Dans son errance à Aranda de Duero, il ne croisera que peu de Marocains bloqués, contrairement à des villes espagnoles comme Barcelone, Malaga ou Algeciras. Le seul a partager sa situation, Ahmed Koualem, 76 ans, est originaire de Aïn Zohra, province de Nador. Le chibani est lui aussi en Espagne pour voir son fils en situation irrégulière et hébergé dans un centre pour mineurs migrants. Le père de 11 enfants déclare souffrir de diabète et d'hypertension. Les deux hommes sont devenus des compagnons d’infortune, espérant une aide ou un rapatriement.

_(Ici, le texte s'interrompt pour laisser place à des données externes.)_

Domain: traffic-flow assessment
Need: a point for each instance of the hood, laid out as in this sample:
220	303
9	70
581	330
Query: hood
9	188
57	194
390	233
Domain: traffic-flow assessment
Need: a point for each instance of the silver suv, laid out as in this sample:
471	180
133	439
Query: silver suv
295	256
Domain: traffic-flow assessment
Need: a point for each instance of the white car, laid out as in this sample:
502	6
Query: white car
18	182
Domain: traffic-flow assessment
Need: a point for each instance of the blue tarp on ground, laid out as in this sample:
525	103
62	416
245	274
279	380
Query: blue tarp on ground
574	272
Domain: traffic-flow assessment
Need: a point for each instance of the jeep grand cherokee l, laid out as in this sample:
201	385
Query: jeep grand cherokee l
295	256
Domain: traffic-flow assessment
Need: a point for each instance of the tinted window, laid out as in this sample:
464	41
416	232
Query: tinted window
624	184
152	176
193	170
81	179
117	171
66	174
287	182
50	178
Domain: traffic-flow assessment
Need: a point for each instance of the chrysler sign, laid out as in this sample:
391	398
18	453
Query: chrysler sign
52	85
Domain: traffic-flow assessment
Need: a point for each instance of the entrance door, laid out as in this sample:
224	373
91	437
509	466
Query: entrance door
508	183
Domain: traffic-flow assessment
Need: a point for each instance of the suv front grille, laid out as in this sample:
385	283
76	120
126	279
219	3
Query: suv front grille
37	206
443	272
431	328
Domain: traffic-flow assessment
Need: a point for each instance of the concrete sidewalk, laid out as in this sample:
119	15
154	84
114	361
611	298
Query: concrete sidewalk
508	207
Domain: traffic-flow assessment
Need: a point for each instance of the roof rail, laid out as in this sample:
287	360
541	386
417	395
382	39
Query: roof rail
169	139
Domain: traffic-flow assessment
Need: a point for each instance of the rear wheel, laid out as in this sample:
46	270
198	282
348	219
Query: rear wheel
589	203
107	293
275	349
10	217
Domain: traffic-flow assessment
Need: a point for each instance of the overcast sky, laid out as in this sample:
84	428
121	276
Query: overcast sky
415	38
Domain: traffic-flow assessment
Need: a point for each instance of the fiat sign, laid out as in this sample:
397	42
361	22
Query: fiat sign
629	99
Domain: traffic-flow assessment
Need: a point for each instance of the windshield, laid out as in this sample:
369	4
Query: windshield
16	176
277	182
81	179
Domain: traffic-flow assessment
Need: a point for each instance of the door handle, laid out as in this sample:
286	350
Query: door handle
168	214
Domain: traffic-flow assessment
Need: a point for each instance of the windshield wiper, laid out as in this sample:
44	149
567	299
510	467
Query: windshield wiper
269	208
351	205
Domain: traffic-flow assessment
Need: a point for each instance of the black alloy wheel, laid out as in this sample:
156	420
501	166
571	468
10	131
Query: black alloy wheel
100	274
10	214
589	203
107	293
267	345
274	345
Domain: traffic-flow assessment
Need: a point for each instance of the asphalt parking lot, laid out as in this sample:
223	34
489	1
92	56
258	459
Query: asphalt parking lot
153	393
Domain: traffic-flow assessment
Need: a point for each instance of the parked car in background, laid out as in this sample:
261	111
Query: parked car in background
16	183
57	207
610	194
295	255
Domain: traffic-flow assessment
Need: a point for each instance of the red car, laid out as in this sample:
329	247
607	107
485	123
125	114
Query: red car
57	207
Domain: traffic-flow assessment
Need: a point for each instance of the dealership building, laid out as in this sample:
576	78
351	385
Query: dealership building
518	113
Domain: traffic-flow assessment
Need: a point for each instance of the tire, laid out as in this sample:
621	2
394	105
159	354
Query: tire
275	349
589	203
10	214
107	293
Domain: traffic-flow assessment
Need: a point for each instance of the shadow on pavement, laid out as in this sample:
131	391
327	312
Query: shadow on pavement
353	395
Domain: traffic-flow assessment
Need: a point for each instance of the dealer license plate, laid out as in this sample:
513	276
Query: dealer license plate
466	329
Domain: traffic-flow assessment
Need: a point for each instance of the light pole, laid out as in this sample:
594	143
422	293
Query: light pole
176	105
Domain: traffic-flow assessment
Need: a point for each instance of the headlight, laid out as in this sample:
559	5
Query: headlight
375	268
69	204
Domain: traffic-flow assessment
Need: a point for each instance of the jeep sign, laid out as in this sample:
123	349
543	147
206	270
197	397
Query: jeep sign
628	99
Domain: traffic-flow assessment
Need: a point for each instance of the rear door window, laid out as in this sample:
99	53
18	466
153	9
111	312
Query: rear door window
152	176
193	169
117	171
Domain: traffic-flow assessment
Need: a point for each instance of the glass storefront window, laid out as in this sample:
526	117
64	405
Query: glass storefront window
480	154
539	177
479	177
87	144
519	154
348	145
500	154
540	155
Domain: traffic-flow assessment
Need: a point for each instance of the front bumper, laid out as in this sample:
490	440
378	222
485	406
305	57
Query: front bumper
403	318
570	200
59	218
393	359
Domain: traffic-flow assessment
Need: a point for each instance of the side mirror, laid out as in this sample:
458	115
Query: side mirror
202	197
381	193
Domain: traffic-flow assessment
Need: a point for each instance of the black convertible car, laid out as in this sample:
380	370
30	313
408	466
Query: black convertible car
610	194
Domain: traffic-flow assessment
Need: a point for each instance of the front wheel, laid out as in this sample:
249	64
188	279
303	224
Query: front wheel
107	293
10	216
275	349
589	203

Contacté jeudi par Yabiladi, la consule générale du Maroc à Bilbao est au courant de la situation des deux Marocains bloqués dans cette ville. «Nous suivons leur situation très régulièrement en les appelant au téléphone. Ils sont tous les deux inscrits sur notre liste pour un éventuel rapatriement», a déclaré Mme Fatiha El Kamouri. Interpelée sur les aides au logement ou financière éventuelles pour les deux hommes, elle a assuré ne pas avoir reçu de demande en ce sens. «Nous traitons toutes les demandes d’aide en 24 heures en les envoyant à Rabat et revenons vers les concernés», souligne-t-elle.

Heureux dénouement

Ce vendredi, alors que nous apportions les dernières retouches à cet article, Mohamed Moutaouakil nous a envoyé un message audio, mais cette fois sans pleurs. Sur un ton enjoué, il nous a annoncé s’être déplacé à Bilbao suite à l’appel du consulat. «Je suis devant les portes du consulat avec Ahmed Koualem. Nous attendons l’autocar pour prendre l’avion dès ce soir. Merci à tous ceux qui se sont mobilisés pour nous. Nous allons enfin rentrer chez-nous. Merci, merci, merci !», nous a-t-il annoncé avec soulagement.

Contacté par Yabiladi, le ministère des Affaires étrangères confirme la bonne nouvelle, en précisant que le vol de samedi reliera Séville à Beni Mellal transportera 150 passagers. Dans une dizaine de jours, les deux hommes devraient retrouver leurs familles, après plus de 100 jours d’exil forcé. Après cette épreuve, le moqaddem aura probablement un autre regard sur les situations administratives compliquées de certaines familles dans son quartier.